Specifically, we cast CAD generation, CAE solving, result parsing, and geometry revision as an interactive RL environment, where an LLM learns to orchestrate external tools and revise parametric geometries until constraints are satisfied. To make this learning stable and industrially usable, we design a multi-constraint reward that jointly encourages feasibility, toolchain robustness, and structured output validity. In addition, we contribute an industry-aligned dataset that covers 25 component categories with executable CAD-CAE tasks to support realistic training and evaluation. Experiments show that COSMO-Agent training substantially improves small open-source LLMs for constraint-driven design, exceeding large open-source and strong closed-source models in feasibility, efficiency, and stability.

The main takeaway isn't that they built a better agent. It's that they found a better way to use small models. The industry assumes you need a gargantuan, proprietary brain to do complex engineering.

COSMO-Agent suggests you need a tighter, smarter feedback loop instead. By framing the task as reinforcement learning, they transformed a one-shot generation job into a self-correcting process. The agent learns what "works" means in physical terms because its reward is built on feasibility and toolchain stability.

This shifts the entire proposition. An AI isn't just spitting out a candidate design for a human to validate. It is running the validation itself, iterating silently until the simulation passes.

The dataset of 25 components means the approach was tested on real industrial problems, not toy examples. What changes is the human role. Engineers spend less time babysitting software through repetitive checks.

They start setting higher-level constraints and evaluating the final options. The wall between generative AI and certified engineering gets a lot thinner. The research presents this not as a future concept but as a functional method.

The orchestration is the breakthrough.

Common Questions Answered

What is the main limitation that COSMO-Agent overcomes in previous LLM-based design systems?

Previous engineering software demonstrations could generate CAD models using large language models, but they failed to complete the closed-loop optimization cycle of generating designs, running simulations, interpreting results, and iteratively revising until the design works. COSMO-Agent solves this by managing the entire tedious cycle of CAD generation, CAE simulation, result analysis, and design tweaking in an automated feedback loop.

How does COSMO-Agent use reinforcement learning to improve engineering design?

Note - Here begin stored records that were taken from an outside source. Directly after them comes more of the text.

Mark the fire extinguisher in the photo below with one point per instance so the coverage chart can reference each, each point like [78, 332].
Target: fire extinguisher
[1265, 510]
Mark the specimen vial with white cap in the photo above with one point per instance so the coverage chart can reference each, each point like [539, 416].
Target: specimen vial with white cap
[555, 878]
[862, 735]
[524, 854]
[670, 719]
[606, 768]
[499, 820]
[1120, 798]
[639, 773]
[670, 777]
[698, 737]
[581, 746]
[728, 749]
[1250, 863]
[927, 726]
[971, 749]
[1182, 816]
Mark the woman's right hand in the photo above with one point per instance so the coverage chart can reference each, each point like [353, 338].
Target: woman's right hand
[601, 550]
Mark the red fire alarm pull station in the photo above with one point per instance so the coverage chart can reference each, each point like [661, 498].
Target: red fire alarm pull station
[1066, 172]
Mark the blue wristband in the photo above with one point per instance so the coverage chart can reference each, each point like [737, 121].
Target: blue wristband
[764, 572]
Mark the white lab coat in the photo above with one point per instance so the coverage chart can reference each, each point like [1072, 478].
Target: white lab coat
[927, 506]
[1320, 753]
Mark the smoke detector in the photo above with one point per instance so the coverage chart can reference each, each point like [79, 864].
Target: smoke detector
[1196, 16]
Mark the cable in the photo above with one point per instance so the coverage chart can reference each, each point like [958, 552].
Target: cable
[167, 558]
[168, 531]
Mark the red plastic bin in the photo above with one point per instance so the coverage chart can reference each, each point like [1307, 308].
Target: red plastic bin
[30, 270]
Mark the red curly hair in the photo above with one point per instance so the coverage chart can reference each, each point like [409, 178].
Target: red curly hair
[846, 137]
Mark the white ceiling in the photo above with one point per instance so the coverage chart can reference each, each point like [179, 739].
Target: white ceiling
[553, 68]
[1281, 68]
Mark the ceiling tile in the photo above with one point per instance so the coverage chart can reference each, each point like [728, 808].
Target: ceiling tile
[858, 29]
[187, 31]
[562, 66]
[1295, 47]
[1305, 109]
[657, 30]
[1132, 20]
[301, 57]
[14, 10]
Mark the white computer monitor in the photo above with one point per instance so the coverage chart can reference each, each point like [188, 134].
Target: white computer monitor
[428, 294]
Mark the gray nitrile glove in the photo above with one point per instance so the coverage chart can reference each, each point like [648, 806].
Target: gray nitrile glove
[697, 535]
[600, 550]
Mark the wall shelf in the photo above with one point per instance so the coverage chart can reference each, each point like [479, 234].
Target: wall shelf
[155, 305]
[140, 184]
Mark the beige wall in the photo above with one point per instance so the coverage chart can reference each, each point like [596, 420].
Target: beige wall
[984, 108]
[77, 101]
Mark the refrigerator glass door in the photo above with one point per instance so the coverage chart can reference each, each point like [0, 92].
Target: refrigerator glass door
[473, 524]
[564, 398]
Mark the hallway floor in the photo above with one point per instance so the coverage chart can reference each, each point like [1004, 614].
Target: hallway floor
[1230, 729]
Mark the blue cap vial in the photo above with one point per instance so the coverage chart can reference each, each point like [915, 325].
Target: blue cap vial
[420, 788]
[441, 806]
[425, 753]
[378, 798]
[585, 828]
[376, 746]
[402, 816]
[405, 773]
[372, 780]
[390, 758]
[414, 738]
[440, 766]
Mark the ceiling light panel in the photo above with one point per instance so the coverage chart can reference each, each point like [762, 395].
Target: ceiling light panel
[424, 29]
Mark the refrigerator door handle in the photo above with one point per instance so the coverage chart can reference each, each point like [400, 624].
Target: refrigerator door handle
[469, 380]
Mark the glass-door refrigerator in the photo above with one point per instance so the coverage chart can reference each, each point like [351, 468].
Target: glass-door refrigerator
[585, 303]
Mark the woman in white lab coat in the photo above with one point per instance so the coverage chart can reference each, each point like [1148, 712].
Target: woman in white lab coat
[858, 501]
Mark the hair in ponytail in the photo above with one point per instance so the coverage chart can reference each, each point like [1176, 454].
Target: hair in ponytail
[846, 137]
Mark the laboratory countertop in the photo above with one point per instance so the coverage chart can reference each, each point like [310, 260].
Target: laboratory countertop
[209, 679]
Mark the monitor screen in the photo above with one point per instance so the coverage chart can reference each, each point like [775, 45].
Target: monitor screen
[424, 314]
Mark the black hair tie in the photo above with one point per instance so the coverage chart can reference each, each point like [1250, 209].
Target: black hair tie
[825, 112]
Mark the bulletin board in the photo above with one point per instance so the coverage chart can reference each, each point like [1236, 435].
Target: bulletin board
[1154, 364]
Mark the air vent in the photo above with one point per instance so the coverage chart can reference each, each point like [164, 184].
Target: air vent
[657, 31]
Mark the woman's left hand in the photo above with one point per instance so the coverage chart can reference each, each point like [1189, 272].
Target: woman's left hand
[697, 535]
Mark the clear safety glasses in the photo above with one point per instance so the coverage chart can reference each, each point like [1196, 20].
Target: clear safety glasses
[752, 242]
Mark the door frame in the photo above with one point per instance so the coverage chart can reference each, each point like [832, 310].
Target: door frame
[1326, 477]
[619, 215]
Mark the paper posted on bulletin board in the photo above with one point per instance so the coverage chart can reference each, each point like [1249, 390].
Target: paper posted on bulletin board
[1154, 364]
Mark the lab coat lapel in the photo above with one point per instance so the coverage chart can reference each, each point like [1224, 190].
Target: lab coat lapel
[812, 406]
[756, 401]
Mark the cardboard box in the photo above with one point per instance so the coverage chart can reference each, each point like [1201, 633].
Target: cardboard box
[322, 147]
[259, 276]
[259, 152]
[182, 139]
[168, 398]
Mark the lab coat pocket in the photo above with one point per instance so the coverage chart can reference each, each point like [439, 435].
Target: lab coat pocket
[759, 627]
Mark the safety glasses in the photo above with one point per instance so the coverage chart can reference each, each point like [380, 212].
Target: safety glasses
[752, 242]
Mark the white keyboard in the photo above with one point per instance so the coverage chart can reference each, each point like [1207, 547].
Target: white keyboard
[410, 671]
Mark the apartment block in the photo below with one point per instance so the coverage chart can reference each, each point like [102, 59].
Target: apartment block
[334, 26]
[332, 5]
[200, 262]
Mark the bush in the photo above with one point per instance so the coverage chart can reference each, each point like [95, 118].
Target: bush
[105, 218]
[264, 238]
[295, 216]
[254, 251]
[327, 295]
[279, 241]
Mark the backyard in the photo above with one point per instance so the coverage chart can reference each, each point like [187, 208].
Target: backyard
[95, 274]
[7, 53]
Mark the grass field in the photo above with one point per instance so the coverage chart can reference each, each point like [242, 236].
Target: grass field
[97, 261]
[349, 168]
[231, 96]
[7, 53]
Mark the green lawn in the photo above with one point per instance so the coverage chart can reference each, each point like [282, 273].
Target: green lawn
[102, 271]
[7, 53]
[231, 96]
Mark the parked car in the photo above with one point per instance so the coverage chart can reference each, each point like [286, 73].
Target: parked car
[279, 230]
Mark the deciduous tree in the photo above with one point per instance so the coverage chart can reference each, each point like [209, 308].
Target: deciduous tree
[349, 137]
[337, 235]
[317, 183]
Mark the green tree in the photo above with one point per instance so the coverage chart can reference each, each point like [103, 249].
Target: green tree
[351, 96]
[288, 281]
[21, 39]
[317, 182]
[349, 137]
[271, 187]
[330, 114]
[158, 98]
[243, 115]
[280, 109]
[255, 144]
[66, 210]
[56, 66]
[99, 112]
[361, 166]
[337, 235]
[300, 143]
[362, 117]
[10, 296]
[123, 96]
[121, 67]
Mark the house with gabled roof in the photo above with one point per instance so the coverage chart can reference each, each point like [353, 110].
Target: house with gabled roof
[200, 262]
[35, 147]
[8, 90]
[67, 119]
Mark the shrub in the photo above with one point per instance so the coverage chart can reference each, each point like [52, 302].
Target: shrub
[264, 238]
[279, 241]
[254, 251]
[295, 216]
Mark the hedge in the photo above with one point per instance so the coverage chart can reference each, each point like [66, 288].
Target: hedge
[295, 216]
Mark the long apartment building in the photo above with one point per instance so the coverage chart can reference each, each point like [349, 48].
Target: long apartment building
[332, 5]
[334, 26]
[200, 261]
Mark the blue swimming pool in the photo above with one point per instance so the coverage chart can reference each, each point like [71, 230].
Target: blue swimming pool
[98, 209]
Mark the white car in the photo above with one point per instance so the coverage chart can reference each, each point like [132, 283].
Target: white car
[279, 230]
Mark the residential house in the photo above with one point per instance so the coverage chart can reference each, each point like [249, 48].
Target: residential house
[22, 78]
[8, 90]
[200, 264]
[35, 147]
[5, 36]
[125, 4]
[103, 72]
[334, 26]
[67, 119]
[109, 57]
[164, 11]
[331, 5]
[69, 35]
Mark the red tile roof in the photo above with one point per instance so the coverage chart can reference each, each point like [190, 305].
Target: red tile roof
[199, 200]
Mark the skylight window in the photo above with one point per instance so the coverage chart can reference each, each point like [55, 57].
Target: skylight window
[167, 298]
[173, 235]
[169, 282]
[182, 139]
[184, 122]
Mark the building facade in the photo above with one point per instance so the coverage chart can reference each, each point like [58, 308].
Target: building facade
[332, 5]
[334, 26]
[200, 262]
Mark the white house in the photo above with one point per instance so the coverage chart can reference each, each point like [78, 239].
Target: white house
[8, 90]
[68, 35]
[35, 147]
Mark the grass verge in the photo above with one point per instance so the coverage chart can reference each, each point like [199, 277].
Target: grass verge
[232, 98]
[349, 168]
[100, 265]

COSMO-Agent frames the design task as a reinforcement learning problem, transforming it from a one-shot generation job into a self-correcting iterative process. The agent learns what "works" means in physical terms because its reward structure is built on feasibility metrics, allowing it to autonomously refine designs through multiple cycles.

Why does COSMO-Agent suggest that smaller models with better feedback loops are preferable to large proprietary models?

The research demonstrates that the key to complex engineering automation isn't necessarily a gargantuan model, but rather a tighter and smarter feedback loop that enables continuous learning and self-correction. By implementing effective reinforcement learning mechanisms, smaller models can achieve superior results in closed-loop optimization tasks compared to large models without proper feedback integration.

What specific engineering tasks does COSMO-Agent manage in its optimization cycle?

COSMO-Agent manages CAD model generation, CAE (Computer-Aided Engineering) stress simulation execution, results interpretation, and iterative geometry revision. This complete cycle allows the agent to autonomously design parts, test them virtually, analyze performance, and refine the design until it meets feasibility requirements.